Più che concentrare gli appuntamenti in un unico spazio, la rassegna costruisce una sorta di museo diffuso: sono i borghi stessi, con palazzi, strade, vetrine e architetture, a diventare parte dell’esposizione.

Da Palladio a Le Corbusier, le geometrie nascoste dell’architettura

Uno dei centri del progetto è Palazzo Lenci, a Barchi, dove dal primo al 31 agosto sarà ospitata “Il Disegno dell’Invisibile”. La mostra parte da un interrogativo antico: esiste una misura capace di spiegare perché alcune forme vengono percepite come armoniche? Il percorso mette in relazione matematica, architettura e musica, attraversando la proporzione aurea e la geometria del suono fino al confronto tra le ville di Andrea Palladio e il Modulor elaborato da Le Corbusier. Epoche e linguaggi lontani diventano così strumenti differenti attraverso i quali indagare il rapporto tra proporzioni, corpo umano e spazio costruito.
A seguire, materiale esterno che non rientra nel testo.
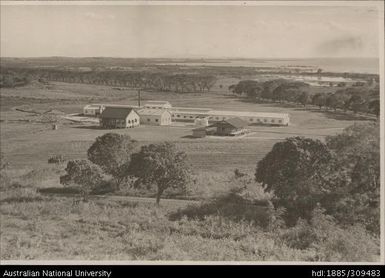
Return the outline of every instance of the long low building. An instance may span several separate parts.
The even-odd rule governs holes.
[[[193,122],[196,118],[207,117],[211,108],[172,107],[172,119],[175,121]]]
[[[206,117],[209,122],[241,118],[249,124],[288,125],[290,123],[290,116],[286,113],[243,112],[185,107],[173,107],[170,111],[174,121],[194,122],[197,118]]]
[[[240,118],[249,124],[264,125],[289,125],[290,116],[286,113],[263,113],[263,112],[243,112],[243,111],[218,111],[211,110],[208,113],[210,122],[218,122],[230,118]]]
[[[171,113],[164,109],[139,109],[136,110],[140,123],[144,125],[170,125]]]

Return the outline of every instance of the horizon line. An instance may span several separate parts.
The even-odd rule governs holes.
[[[344,57],[333,57],[333,56],[311,56],[311,57],[204,57],[204,56],[197,56],[197,57],[164,57],[164,56],[158,56],[158,57],[122,57],[122,56],[62,56],[62,55],[52,55],[52,56],[0,56],[0,58],[16,58],[16,59],[41,59],[41,58],[72,58],[72,59],[84,59],[84,58],[112,58],[112,59],[189,59],[189,60],[197,60],[197,59],[281,59],[281,60],[287,60],[287,59],[379,59],[378,56],[344,56]]]

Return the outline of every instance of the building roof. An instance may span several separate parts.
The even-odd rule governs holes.
[[[232,127],[235,127],[235,128],[242,128],[242,127],[245,127],[245,126],[248,126],[249,123],[240,119],[240,118],[231,118],[231,119],[227,119],[227,120],[223,120],[223,121],[220,121],[218,123],[215,123],[211,126],[217,126],[217,125],[220,125],[220,124],[228,124],[228,125],[231,125]]]
[[[202,112],[209,112],[212,109],[211,108],[196,108],[196,107],[173,107],[170,110],[173,111],[173,112],[181,112],[181,113],[185,113],[185,112],[190,112],[190,113],[198,112],[198,113],[202,113]]]
[[[137,111],[141,116],[162,116],[164,113],[169,113],[167,110],[140,109]]]
[[[116,108],[139,108],[136,105],[129,104],[103,104],[104,107],[116,107]]]
[[[87,104],[84,108],[100,108],[103,104]]]
[[[212,110],[208,113],[210,116],[233,116],[233,117],[261,117],[261,118],[287,118],[286,113],[263,113],[248,111],[219,111]]]
[[[106,107],[101,117],[104,119],[125,119],[133,111],[134,109],[128,107]]]
[[[146,105],[169,105],[171,106],[171,104],[168,102],[168,101],[165,101],[165,100],[149,100],[147,101],[145,104]]]
[[[202,126],[194,128],[193,131],[215,130],[214,126]]]

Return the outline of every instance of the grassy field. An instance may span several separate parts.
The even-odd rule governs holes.
[[[31,196],[31,194],[29,194]],[[199,206],[198,206],[199,208]],[[360,230],[338,231],[308,248],[297,228],[266,229],[209,215],[176,217],[183,204],[35,196],[2,201],[4,260],[376,261],[379,249]],[[322,228],[322,227],[321,227]],[[326,231],[328,232],[328,231]],[[340,236],[347,238],[341,240]]]
[[[318,109],[305,110],[290,105],[282,107],[275,104],[245,102],[226,92],[226,89],[220,91],[219,88],[210,94],[143,92],[142,97],[143,101],[169,100],[174,106],[289,113],[290,126],[250,127],[253,132],[240,139],[193,139],[189,137],[193,127],[188,126],[141,126],[126,130],[101,130],[92,124],[62,121],[58,130],[52,130],[50,124],[39,122],[39,117],[35,114],[15,110],[23,108],[42,112],[56,109],[64,113],[80,113],[86,103],[135,104],[136,97],[136,92],[132,90],[66,83],[32,84],[28,87],[2,89],[1,150],[10,161],[10,170],[20,172],[24,169],[28,172],[44,169],[48,167],[48,157],[56,154],[62,154],[67,159],[84,158],[88,147],[97,136],[106,132],[119,132],[129,134],[140,144],[161,141],[176,143],[188,154],[197,172],[223,173],[235,168],[252,171],[257,161],[279,140],[289,136],[323,139],[360,120]],[[4,99],[6,101],[3,101]]]

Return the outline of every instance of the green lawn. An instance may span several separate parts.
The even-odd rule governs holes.
[[[227,80],[231,83],[233,80]],[[62,154],[67,159],[85,158],[86,151],[97,136],[106,132],[129,134],[140,144],[172,141],[188,154],[197,173],[227,173],[235,168],[253,171],[258,160],[278,141],[290,136],[307,136],[323,139],[336,134],[354,123],[355,119],[318,109],[278,104],[246,102],[219,87],[210,94],[176,94],[143,92],[143,99],[169,100],[174,106],[211,107],[222,110],[260,111],[289,113],[288,127],[250,127],[253,131],[244,138],[193,139],[192,127],[141,126],[125,130],[101,130],[95,126],[62,122],[58,130],[49,124],[37,123],[33,114],[15,111],[15,107],[27,110],[47,111],[56,109],[65,113],[82,112],[90,102],[135,104],[133,90],[114,90],[107,86],[52,83],[47,86],[30,85],[16,89],[2,89],[1,97],[12,102],[2,102],[1,150],[9,159],[10,169],[15,172],[44,171],[51,155]],[[26,98],[26,99],[23,99]],[[34,101],[26,104],[26,100]],[[40,101],[50,101],[40,103]],[[23,171],[24,169],[24,171]],[[53,181],[51,177],[49,181]],[[49,182],[42,180],[42,184]]]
La riflessione sull’architettura prosegue a Orciano con “Proporzioni, Armonie e Paesaggi” di Alessandro Facchin. Attraverso il disegno e la sintesi delle forme, l’artista indaga il punto di incontro tra costruzione umana e paesaggio naturale, cercando quelle geometrie spesso impercettibili che contribuiscono a determinare l’identità di un luogo.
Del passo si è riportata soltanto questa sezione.